Lalu aku mulai berfikir lagi. Ternyata tempat duduk tersebut tidak nyaman, bangkunya basah. Bisa di lap, lalu masalah selesai. Ku temukan bahwa di sudut ini aku mudah di liat orang karena sinar di mataku kosong, aku takut mendapat masalah lebih besar lagi karena orang dapat mencari celah kelemahanku untuk berbuat jahat. Aku berusaha untuk memasang tampang serius, berpikir dan tetap termangu didepan notes ku untuk menulis. Namun lagi-lagi aku hanya diam. Sorot mataku terasa kosong dan berat untuk sekedar berkedip. Nafasku tak lagi berirama seindah kemarin, aku kembali sedih.


Aku mulai berfikir dan sedikit merestore beberapa file di recycle bin otakku.


Diam…

..

.


Dan, aku tersadar.

Aku kembali ke bangku di awal aku duduk dan aku nyaman. Di situlah aku menemukan poros baru dalam jalan berpikirku.

Cinta bukanlah sekedar bagaimana kamu mendapatkannya, namun bagaimana kamu mempertahankannya. Bukan perkara mudah untuk seorang yang sangat berprinsip sepertiku untuk bertahan pada sebuah dahan rapuh. Bila mengikuti prinsip idealisku, jelas aku memilih untuk berpindah ranting dan menjaga ranting tersebut agar tidak rusak. Namun, ini cinta hei nona ninda, bukan prinsip dan ego.


Poros baru ini mengarahkanku kepada kenyataan bahwa seburuk apapun keadaanku ketika aku berjalan untuk pulang, hanya ia selain keluargaku yang akan tetap menyambutku pulang.

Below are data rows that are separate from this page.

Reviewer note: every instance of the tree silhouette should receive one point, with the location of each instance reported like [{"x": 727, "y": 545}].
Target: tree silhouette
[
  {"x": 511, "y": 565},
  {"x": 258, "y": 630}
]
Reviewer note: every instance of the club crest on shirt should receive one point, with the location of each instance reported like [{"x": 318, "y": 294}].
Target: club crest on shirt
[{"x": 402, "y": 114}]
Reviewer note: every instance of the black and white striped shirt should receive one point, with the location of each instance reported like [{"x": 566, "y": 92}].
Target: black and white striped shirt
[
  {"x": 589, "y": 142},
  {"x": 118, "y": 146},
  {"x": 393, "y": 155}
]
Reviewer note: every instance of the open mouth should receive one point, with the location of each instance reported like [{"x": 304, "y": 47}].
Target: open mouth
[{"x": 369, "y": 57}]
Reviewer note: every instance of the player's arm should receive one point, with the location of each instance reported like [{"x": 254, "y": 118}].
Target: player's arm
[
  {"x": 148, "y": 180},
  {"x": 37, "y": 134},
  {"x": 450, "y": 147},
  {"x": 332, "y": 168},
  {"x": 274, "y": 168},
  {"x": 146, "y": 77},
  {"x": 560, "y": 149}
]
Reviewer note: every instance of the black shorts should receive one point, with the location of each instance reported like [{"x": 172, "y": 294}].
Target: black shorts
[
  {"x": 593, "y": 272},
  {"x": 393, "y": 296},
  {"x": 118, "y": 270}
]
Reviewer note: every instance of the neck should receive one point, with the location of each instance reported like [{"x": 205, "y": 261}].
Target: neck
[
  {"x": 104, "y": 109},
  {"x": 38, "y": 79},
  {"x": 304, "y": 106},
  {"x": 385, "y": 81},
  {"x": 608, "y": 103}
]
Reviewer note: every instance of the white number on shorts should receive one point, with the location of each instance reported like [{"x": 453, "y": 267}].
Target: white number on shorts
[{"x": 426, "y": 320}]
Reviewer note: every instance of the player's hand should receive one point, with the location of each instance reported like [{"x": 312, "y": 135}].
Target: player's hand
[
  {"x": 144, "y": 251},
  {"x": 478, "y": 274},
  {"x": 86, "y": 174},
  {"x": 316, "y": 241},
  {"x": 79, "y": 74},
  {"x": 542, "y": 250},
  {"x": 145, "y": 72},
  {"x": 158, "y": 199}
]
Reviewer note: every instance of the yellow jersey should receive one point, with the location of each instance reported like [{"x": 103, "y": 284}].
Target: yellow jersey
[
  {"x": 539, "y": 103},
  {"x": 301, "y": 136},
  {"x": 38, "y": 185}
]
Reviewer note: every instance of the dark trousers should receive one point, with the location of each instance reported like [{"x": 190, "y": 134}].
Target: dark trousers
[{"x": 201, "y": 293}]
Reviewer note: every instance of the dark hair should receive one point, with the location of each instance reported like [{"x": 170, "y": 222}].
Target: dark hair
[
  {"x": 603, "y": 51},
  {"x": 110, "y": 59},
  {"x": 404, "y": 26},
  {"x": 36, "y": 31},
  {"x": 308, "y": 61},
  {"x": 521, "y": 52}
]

Bukan sekedar ucap, namun perlakuannya-lah di masalalu yang membuatku tersadar. Aku bertahan.


Lalu, bagaimana dengan luka ini? Siapa yang akan menyembuhkannya? Bukankah ia harusnya bertanggung jawab?

Seperti sebuah korek yang menyakan lilin di dinginnya sikapku hari ini, aku memilih waktu sebagai penyembuh luka ini.  Entah berapa lama yang di butuhkan oleh waktu untuk merapatkan luka ini, aku ikhlas. Se ikhlas pohon yang tetap berdiri kokoh meski daunnya berguguran, dijadikan tempat menempel poster, di buat sebagai media pembuang kotoran dan dijadikan tempat berteduh oleh setiap mahluk hidup yang lewat di bawahnya. Aku belajar bahwa cinta itu penuh dengan ke ikhlasan. Bukan bagaimana ia harus membuatku bahagia, namun bagaimana mempertahakan kebahagiaan itu tetap berada di sekitar kita. Bukan bagaimana cinta dipaparkan dalam ucap, namun bagaimana cinta itu tetap ada dalam masing-masing kita.

Keputusan ku sudahlah bulat. Aku akan menemuinya.


Sore itu, entah datang darimana amarah tersebut keluar begitu saja. Aku menyalak seperti binatang dan tidak hentinya membuat pernyataan sinis tentang bagaimana luka ini mempengaruhi pikiranku.


Sesungguhnya aku merasa bersalah. Bukanlah seluruh dari pengkhiatan ini adalah salahnya, aku pun mengambil tempat dari keputusannya untuk berkunjung pada simpangan yang salah.

Ia mengajakku ke sebuah tempat. Tempat yang telah ia cari untuk memenuhi impian ku tinggal di suatu lingkungan yang hanya aku dan dia yang tau. Dan aku tersadar. Dalam tundukku sambil ditiup angin malam, aku memohon ampun pada Allah SWT atas keputusanku untuk mengeluarkan amarahku beberapa jam yang lalu. Dalam tundukku aku berharap ia tak benar-benar menanggapi keinginanku untuk mengusirnya pergi dan menjalani hidup masing-masing. 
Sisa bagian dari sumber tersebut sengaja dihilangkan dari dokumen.